Se encontró que la capacidad de neutralización de ADRI-2F3 es muy alta. Mientras que los anticuerpos de la técnica anterior (documento W^o 2011/045079) fueron efectivos para neutralizar el VHB a concentraciones entre 18 y 88 nanogramos por mililitro (documento WO 2011/045079, página 37, tabla 2), el anticuerpo monoclonal de acuerdo con la invención fue capaz de neutralizar VHB eficiente a 2,7 nanogramos por mililitro.

La potencia extrema del anticuerpo ADRI-2F3 de acuerdo con la invención fue corroborado además por la determinación de su título protector en un kit de titulación anti-HB estándar (Abbott Architect anti-HBs). Se descubrió que el mAb ADRI-2F3 tenía un título protector de más de 43,000 UI/mg de anticuerpo. En comparación, los anticuerpos VHB-17 y VHB-19 de la técnica anterior (Eren et al., Hepatology 32 (2000), 588-596) tenían títulos de 514 UI/mg y 2,900 UI/mg de anticuerpo en este mismo ensayo. El anticuerpo de la técnica anterior HB-C7A tenía un título protector de 2600 UI/mg de anticuerpo en este ensayo (Antivir. Res. (2007) 75: 113-120 y Antivir. Res. (2008) 79: 188-191) En comparación, el título de protección convencional de anti-HB en personas vacunadas se establece arbitrariamente en 10-12 UI/ml [18].

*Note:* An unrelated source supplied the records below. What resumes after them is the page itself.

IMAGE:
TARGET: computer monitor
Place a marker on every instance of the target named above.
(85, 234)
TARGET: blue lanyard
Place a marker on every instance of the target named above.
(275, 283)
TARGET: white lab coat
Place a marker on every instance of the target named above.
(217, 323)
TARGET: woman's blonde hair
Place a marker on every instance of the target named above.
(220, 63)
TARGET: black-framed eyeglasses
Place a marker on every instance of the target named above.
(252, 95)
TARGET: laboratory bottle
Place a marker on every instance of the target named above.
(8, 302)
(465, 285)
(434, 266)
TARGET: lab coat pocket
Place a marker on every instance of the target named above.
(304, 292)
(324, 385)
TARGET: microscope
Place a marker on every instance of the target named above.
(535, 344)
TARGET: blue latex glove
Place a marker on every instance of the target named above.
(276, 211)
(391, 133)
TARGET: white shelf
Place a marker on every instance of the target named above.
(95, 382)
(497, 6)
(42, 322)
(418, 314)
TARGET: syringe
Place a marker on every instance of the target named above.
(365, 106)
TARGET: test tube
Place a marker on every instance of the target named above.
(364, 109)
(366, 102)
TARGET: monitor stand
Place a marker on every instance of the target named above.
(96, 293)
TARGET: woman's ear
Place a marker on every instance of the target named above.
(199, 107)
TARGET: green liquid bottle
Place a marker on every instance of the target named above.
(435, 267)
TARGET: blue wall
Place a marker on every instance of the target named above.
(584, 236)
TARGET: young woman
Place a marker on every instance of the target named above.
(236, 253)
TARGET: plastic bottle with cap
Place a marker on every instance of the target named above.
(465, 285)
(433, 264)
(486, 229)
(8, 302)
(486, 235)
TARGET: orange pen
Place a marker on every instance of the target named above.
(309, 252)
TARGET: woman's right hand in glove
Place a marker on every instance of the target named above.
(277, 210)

Títulos protectores de anticuerpos de VHB se expresan en unidades internacionales (UI) que permite la estandarización en diferentes ensayos. En 1977, se estableció una Preparación de referencia internacional para la inmunoglobulina anti-HB (W1042). El plasma utilizado en la preparación de este estándar se obtuvo de individuos que habían sido infectados naturalmente con el virus de la hepatitis B [15, 16].

Debido a que sólo 250 viales se prepararon a partir del plasma original, una Segunda Norma Internacional de la OMS para el antígeno de superficie B anti-hepatitis se preparó posteriormente de un grueso de 5% (p/v) de inmunoglobulina hepatitis concentración de proteína B que había sido formulado para una concentración objetivo de 100 UI/ml de acuerdo con la primera preparación de referencia IS [17].

El anticuerpo humano ADRI-2F3 se caracterizó por determinación de la secuencia de nucleótidos de sus regiones variables (tabla 1) y las regiones determinantes de la complementariedad (CDR) en la misma (tabla 2). Por lo tanto, la invención se refiere a un anticuerpo o parte del mismo como se define en las reivindicaciones.

Como se utiliza aquí, el término “anticuerpo” se refiere a anticuerpos de cadena sencilla, regiones de unión a antígeno de fragmentos, anticuerpos producidos de forma recombinante, anticuerpos monoclonales, anticuerpos de dominio único, y similares.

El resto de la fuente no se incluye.